Home > Mobile >  Map columns to new column names based on mapping file
Map columns to new column names based on mapping file

Time:03-05

I have a set of data in CSV format, and I'm trying to output the same data with different headers based on column names in a mapping document. The column names below are just an example for clarity, but the names can be drastically different, and the order may not match the order of the columns in the mapping file. I haven't done much Powershell work lately, so I'm having a tough time getting started. I can't seem to figure out the logic for looking up column names based on the data I'm looking at.
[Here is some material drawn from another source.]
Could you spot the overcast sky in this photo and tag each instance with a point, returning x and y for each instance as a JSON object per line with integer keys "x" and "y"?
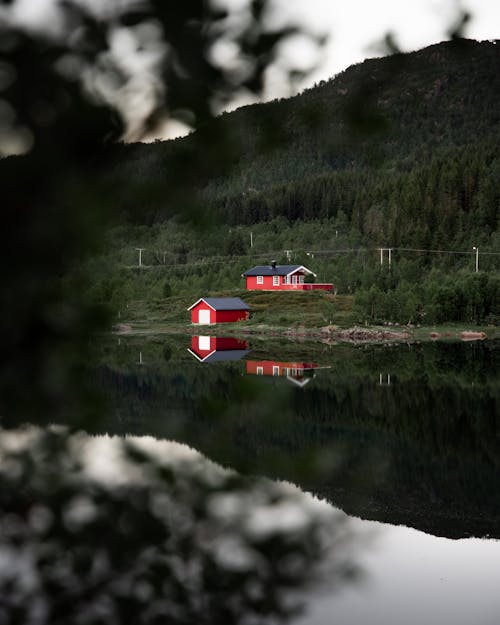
{"x": 355, "y": 26}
For instance, if I do a foreach ($row in $source) how would I know how to order the columns? Any assistance would be appreciated!

Examples: map.csv

SourceColumn,TargetColumn
LastName,Last_Name
DOB,Date_Of_Birth
FirstName,First_Name

source.csv

FirstName,LastName,DOB
Tom,Jones,06/07/1940
Bill,Nye,11/27/1955
William,Shakespeare,04/01/1564

Desired output: output.csv

Last_Name,Date_Of_Birth,First_Name
Jones,Tom,06/07/1940
Nye,Bill,11/27/1955
Shakespeare,William,04/01/1564

CodePudding user response:

Note: The following preserves the column order in source.csv and simply substitutes new column names. This enables relatively fast plain-text processing of the data CSV.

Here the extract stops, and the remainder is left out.